Meski Jepang belum mendeteksi adanya kasus Omicron, namun Institut Nasional Penyakit Menular sedang menganalisis kasus seorang pelancong dari Namibia yang baru-baru ini dites positif COVID-19.

WowKeren - Perdana Menteri Fumio Kishida mengumumkan bahwa Jepang akan kembali menerapkan pembatasan perbatasan ketat dan melarang semua kedatangan asing. Hal ini diumumkan PM Kishida pada Senin (29/11), menyusul kekhawatiran atas COVID-19 varian Omicron.

"Kami akan melarang masuknya orang asing (baru) dari seluruh dunia mulai 30 November," ungkap PM Kishida kepada awak media.

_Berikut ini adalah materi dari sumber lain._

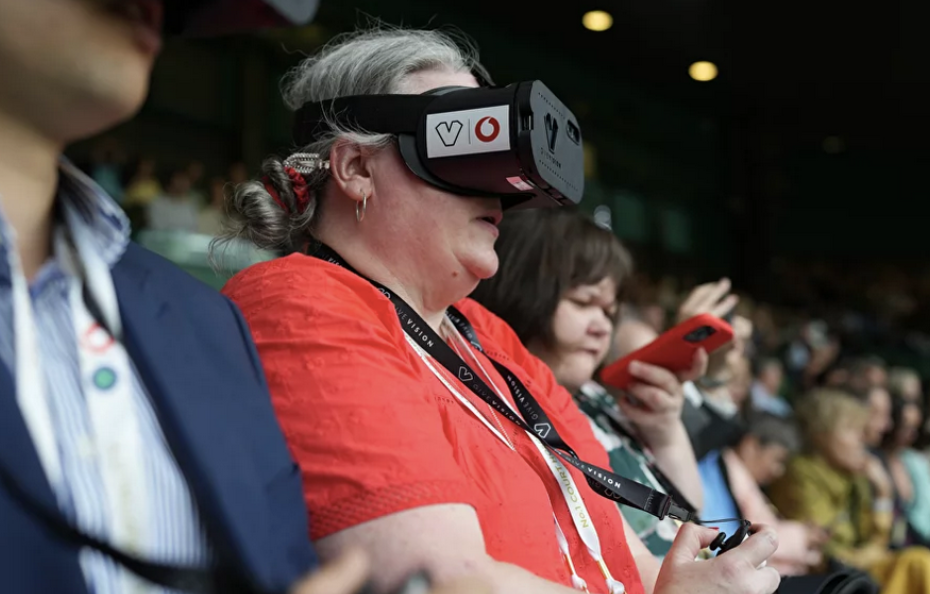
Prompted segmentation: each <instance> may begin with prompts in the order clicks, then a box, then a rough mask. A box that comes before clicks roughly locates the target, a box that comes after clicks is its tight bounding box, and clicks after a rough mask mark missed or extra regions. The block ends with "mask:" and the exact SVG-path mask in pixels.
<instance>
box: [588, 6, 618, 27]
mask: <svg viewBox="0 0 930 594" xmlns="http://www.w3.org/2000/svg"><path fill="white" fill-rule="evenodd" d="M581 24H583V25H584V26H585V29H590V30H592V31H606V30H607V29H610V28H611V27H612V26H613V24H614V17H612V16H610V13H608V12H604V11H603V10H592V11H590V12H586V13H585V14H584V16H583V17H582V18H581Z"/></svg>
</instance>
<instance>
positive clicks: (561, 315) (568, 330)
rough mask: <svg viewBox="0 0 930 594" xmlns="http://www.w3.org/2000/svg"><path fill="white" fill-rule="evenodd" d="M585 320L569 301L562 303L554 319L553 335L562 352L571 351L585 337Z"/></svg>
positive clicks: (557, 308) (562, 302)
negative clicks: (564, 351)
mask: <svg viewBox="0 0 930 594" xmlns="http://www.w3.org/2000/svg"><path fill="white" fill-rule="evenodd" d="M584 328H585V326H584V319H583V316H582V315H581V314H580V313H579V312H578V308H576V307H575V306H574V305H572V304H571V303H569V302H567V301H562V302H561V303H560V304H559V307H558V308H557V309H556V311H555V317H553V319H552V333H553V335H554V336H555V341H556V344H557V345H558V347H559V349H560V350H566V349H571V348H573V347H574V346H575V345H577V344H578V343H579V342H580V341H581V339H582V338H583V336H584Z"/></svg>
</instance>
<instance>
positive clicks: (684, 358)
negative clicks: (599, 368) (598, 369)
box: [601, 314, 733, 389]
mask: <svg viewBox="0 0 930 594" xmlns="http://www.w3.org/2000/svg"><path fill="white" fill-rule="evenodd" d="M731 340H733V327H732V326H730V325H729V324H727V323H726V322H724V321H723V320H721V319H720V318H718V317H715V316H712V315H710V314H701V315H698V316H694V317H693V318H691V319H690V320H685V321H684V322H682V323H681V324H678V325H677V326H675V327H674V328H672V329H671V330H669V331H668V332H665V333H664V334H662V335H661V336H659V337H658V338H656V339H655V340H653V341H652V342H650V343H649V344H647V345H646V346H644V347H643V348H641V349H639V350H636V351H633V352H632V353H630V354H629V355H627V356H626V357H623V358H622V359H620V360H619V361H616V362H614V363H612V364H610V365H608V366H607V367H606V368H604V370H603V371H601V381H602V382H604V383H605V384H607V385H608V386H612V387H614V388H620V389H624V388H626V387H627V386H628V385H629V384H630V382H631V381H632V379H633V378H632V376H631V375H630V370H629V367H630V363H632V362H633V361H640V362H642V363H649V364H650V365H655V366H657V367H664V368H665V369H668V370H669V371H672V372H674V373H678V372H681V371H687V370H689V369H691V365H692V364H693V362H694V354H695V353H696V352H697V350H698V349H700V348H703V349H704V350H705V351H706V352H707V354H708V355H709V354H711V353H713V352H714V351H716V350H717V349H719V348H720V347H722V346H723V345H725V344H727V343H728V342H730V341H731Z"/></svg>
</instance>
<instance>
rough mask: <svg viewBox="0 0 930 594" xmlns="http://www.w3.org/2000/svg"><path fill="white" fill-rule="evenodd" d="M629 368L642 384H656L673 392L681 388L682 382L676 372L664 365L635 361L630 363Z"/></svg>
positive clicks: (652, 384)
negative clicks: (679, 382)
mask: <svg viewBox="0 0 930 594" xmlns="http://www.w3.org/2000/svg"><path fill="white" fill-rule="evenodd" d="M629 370H630V375H632V376H633V377H635V378H636V379H638V380H640V382H639V383H640V384H646V385H650V386H655V387H657V388H660V389H662V390H665V391H666V392H669V393H671V394H674V393H676V392H678V391H679V390H680V389H681V384H680V383H679V382H678V378H677V377H675V374H674V373H672V372H671V371H669V370H668V369H665V368H664V367H658V366H656V365H650V364H648V363H643V362H641V361H633V362H632V363H630V367H629Z"/></svg>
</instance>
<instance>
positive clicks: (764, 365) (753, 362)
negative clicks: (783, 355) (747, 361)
mask: <svg viewBox="0 0 930 594" xmlns="http://www.w3.org/2000/svg"><path fill="white" fill-rule="evenodd" d="M769 367H778V368H779V369H781V370H782V371H784V369H785V365H784V364H783V363H782V362H781V359H779V358H778V357H759V358H758V359H754V360H753V361H752V374H753V376H755V377H759V375H761V374H762V372H763V371H765V370H766V369H768V368H769Z"/></svg>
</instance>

Pekan lalu, Tokyo telah mengumumkan bahwa para pelancong yang diizinkan memasuki Jepang dari enam negara Afrika bagian selatan diwajibkan untuk dikarantina di fasilitas yang ditunjuk pemerintah selama 10 hari pada saat kedatangan. Kini aturan itu diperluas untuk sembilan negara, yakni Afrika Selatan, Namibia, Lesotho, Eswatini, Zimbabwe, Botswana, Zambia, Malawi, dan Mozambik.

Kekinian, PM Kishida juga mengatakan bahwa kedatangan dari 14 negara dan wilayah tambahan di mana varian Omicron telah terdeteksi akan dikenakan pembatasan karantina lebih lanjut. Namun PM Kishida tidak memberikan rincian lebih lanjut tentang pembatasan karantina tersebut.


Menurut PM Kishida, Jepang berada "dalam posisi yang lebih kuat untuk melawan varian Omicron daripada negara lain". Pernyataan ini merujuk pada masyarakat Jepang yang selalu mengenakan masker secara sukarela dan mengendalikan diri tentang perilaku berisiko.

Jepang sendiri hingga saat ini telah mencatat lebih dari 18.300 kasus kematian akibat COVID-19 selama pandemi. Meski Jepang belum mendeteksi adanya kasus Omicron, namun Institut Nasional Penyakit Menular sedang menganalisis kasus seorang pelancong dari Namibia yang baru-baru ini dites positif terkena virus corona.

PM Kishida mengakui bahwa pengetatan perbatasan ini kemungkinan akan dikritik "terlalu berhati-hati ketika kita tidak memiliki pemahaman penuh tentang situasinya". "Saya bertanggung jawab penuh untuk itu," tegasnya.

Sebagai informasi, perbatasan Jepang hampir seluruhnya tertutup bagi pengunjung asing baru selama pandemi. Namun pada awal November 2021 lalu, pemerintah Jepang sempat mengumumkan akan mengizinkan beberapa pelancong bisnis jangka pendek, pelajar asing, dan pemegang visa lainnya untuk memasuki negara itu.